Pictured: Mike Campbell and his son-in-law Ben Freeth, Mike's daughter Laura and his wife Angela

Michael Campbell is one of the few hundred white farmers left in Zimbabwe since President Robert Mugabe began his violent land seizure program in 2000. Since then the country has descended into chaos, the economy brought to its knees by the reallocation of formerly white-owned farms to ZANU-PF friends and officials with no knowledge, experience or interest in farming. Mike, like hundreds of white farmers before him, has suffered years of multiple land invasions and violence at his farm.

In 2008, Mike, 75 years old and a grandfather - unable to call upon the protection of any Zimbabwean authorities and unable to even rely on the support of his fellow white farmers, all facing the same brutal intimidation - took the unprecedented step of challenging Robert Mugabe before the SADC (South African Development Community) international court, charging him and his government with racial discrimination and of violations of Human Rights. 

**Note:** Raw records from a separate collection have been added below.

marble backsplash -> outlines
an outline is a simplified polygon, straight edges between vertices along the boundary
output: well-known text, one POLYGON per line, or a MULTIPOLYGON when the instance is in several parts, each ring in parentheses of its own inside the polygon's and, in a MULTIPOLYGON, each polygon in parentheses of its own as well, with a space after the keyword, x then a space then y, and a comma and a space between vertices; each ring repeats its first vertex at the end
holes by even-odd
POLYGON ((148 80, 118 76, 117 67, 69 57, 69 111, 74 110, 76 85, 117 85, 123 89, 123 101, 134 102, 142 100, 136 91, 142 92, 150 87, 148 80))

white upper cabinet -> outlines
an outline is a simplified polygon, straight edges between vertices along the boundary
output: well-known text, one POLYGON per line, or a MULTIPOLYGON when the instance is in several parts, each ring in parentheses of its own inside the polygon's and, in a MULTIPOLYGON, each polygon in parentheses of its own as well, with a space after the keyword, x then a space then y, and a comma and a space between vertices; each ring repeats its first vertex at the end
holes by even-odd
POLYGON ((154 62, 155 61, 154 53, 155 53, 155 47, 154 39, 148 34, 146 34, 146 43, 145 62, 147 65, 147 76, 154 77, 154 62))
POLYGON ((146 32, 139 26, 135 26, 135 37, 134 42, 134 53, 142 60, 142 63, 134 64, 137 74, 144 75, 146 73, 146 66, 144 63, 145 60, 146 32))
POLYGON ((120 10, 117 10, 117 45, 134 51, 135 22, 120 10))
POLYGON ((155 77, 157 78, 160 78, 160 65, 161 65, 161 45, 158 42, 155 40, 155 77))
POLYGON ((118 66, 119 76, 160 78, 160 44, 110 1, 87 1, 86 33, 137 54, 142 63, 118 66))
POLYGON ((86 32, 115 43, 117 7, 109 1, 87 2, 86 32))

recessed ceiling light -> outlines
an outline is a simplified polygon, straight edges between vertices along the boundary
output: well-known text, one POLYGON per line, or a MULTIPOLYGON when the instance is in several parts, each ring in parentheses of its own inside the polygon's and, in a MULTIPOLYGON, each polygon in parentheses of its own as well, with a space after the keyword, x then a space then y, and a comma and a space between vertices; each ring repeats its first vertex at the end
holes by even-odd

This film is an intimate account of one family's astonishing bravery in the face of brutality, in a fight to protect their property, their livelihood and their country. The outcome of the court case potentially determining not just the future that lies ahead for Mike and his family, but the future of millions of ordinary Zimbabweans who continue to suffer at the hands of a dictator who, in setting his own countrymen against each other, has demonstrated that he cares only for power.

On the brink of losing everything, Mike and his family (wife Angela, daughter Laura and her husband Ben Freeth) stand united by their courage, their faith and their hope. Mike knows the personal risk to himself and his family that this case brings. Whatever the verdict by the court, this audacious and unprecedented stand may yet cost them their lives.

This is the only documentary feature film to have come out of Zimbabwe in recent years, where a total press ban still exists. Much of the footage was shot covertly. To have been caught filming would have lead to imprisonment. Mugabe and the White African is perhaps the outside world's only real glimpse of what it is like to live inside Mugabe's Zimbabwe.